Les personnages de Desplechin ressemblent à des promeneurs qui arpentent les films comme de longs couloirs sans fin — couloirs de mémoire, de désir, de rêve — où ils pensent avancer en croyant s’approcher d’eux-mêmes mais ne font que s’enfoncer plus profondément dans leurs propres énigmes. Les strates du temps et de la conscience s’y superposent et se répondent : le présent dialogue avec les souvenirs, les pressentiments envahissent la conscience et les songes se confondent parfois avec la vie. Ce qui, autrefois relevait du vertige, devient ici, dans Deux Pianos, un mouvement plus apaisé, traversé d’une lumière nouvelle douce. Comme si, après tant d’années de tumulte intérieur, Desplechin contemplait enfin ses personnages avec une tendresse qui ne diminue rien de leur complexité mais en éclaire délicatement les zones d’ombre.

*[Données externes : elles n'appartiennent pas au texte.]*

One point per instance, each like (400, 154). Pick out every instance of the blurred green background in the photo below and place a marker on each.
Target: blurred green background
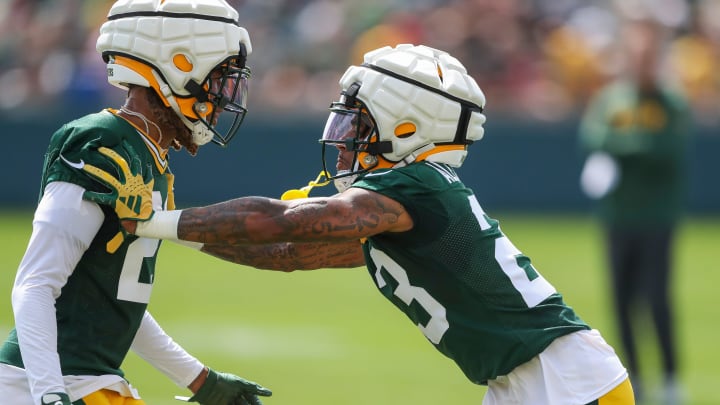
(328, 337)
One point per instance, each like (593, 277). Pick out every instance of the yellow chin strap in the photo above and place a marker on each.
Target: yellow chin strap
(304, 192)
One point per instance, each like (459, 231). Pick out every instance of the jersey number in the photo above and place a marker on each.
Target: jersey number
(527, 281)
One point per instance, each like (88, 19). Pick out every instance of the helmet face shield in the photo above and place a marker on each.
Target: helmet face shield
(227, 93)
(347, 131)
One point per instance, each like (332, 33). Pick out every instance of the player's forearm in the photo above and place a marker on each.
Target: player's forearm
(260, 220)
(243, 220)
(291, 256)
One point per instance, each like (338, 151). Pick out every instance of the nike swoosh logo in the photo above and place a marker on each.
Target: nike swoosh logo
(372, 174)
(78, 165)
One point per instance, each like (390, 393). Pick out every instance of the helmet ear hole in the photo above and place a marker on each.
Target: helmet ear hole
(404, 130)
(182, 63)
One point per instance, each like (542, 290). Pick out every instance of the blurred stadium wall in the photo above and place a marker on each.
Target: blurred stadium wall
(518, 165)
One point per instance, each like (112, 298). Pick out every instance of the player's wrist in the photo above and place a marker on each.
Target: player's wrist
(162, 225)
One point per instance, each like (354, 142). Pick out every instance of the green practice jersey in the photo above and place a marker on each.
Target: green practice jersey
(471, 292)
(103, 302)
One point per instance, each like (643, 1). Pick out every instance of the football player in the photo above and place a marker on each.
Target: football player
(81, 292)
(404, 122)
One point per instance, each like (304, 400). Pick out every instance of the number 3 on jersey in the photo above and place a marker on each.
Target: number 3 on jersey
(525, 279)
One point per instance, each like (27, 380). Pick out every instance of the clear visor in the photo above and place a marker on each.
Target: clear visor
(230, 89)
(346, 134)
(339, 126)
(227, 90)
(344, 125)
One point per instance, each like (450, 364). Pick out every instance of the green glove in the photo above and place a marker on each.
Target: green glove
(130, 196)
(229, 389)
(55, 398)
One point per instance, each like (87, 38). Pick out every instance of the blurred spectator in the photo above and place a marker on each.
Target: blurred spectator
(535, 59)
(636, 130)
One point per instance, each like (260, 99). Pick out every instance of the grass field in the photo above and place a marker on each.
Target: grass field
(328, 337)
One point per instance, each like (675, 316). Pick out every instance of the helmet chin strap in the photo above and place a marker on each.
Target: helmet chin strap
(200, 133)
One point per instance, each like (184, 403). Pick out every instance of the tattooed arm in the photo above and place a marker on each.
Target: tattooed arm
(291, 256)
(354, 214)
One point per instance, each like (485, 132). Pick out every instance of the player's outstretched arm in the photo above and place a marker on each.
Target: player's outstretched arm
(291, 256)
(349, 216)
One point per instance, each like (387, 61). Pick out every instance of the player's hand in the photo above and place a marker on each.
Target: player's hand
(55, 398)
(229, 389)
(130, 196)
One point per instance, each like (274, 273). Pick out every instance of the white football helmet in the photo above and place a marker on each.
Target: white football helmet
(402, 105)
(191, 52)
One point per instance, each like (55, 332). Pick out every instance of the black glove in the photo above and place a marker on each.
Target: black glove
(229, 389)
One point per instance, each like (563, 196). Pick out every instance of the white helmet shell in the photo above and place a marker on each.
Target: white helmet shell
(425, 89)
(180, 40)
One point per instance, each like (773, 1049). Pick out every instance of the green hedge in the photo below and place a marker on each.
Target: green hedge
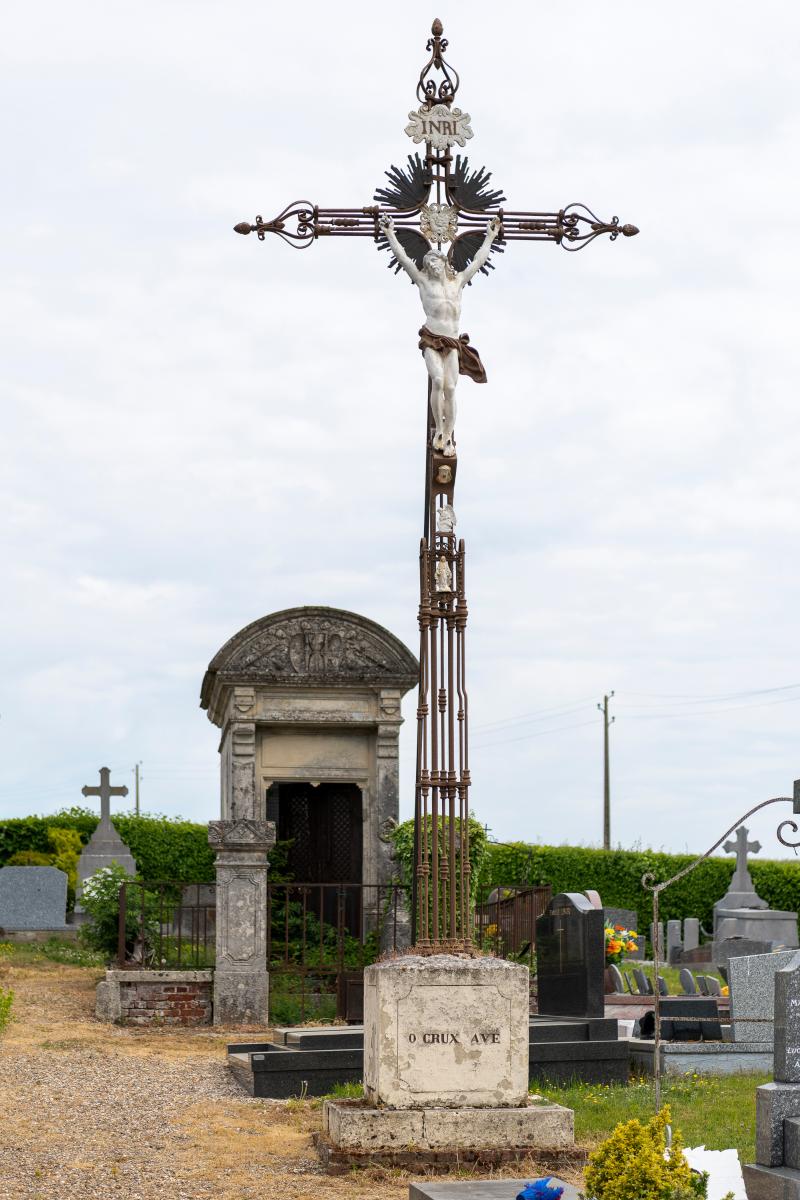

Le film s’ouvre sur un motif familier de son cinéma : le retour au pays natal, toujours incertain et jamais innocent. Et le récit d’un retour au pays n’est jamais plus romanesque que lorsqu’il est mal préparé comme celui de Matthias Vogler, héros du film. Après un long séjour au Japon, le jeune pianiste revient à Lyon, ville hantée par les visages du passé. Ce déplacement n’est jamais purement géographique ; il se situe plutôt au seuil d’un autre monde où les vivants croisent les fantômes. À l’image de Carlotta surgissant des flots dans Les Fantômes d’Ismaël, Mathias refait surface en bouleversant la vie de ceux qui l’entourent. Le pays retrouvé devient un territoire de mémoire, peuplé de revenants et chez Desplechin, les revenants ne viennent pas pour effrayer mais pour rouvrir la possibilité du pardon.
Ce retour emprunte les sentiers du fantastique, mais loin de tout spectaculaire : il instille dans le film une intimité émouvante qui ouvre sur une introspection plus profonde. Ce n’est pas le monde qui se dérègle mais la perception de Mathias ; et Desplechin filme ce vacillement avec les motifs qu’on lui connaît (la chute et les ellipses) qui se parent d’une délicatesse nouvelle.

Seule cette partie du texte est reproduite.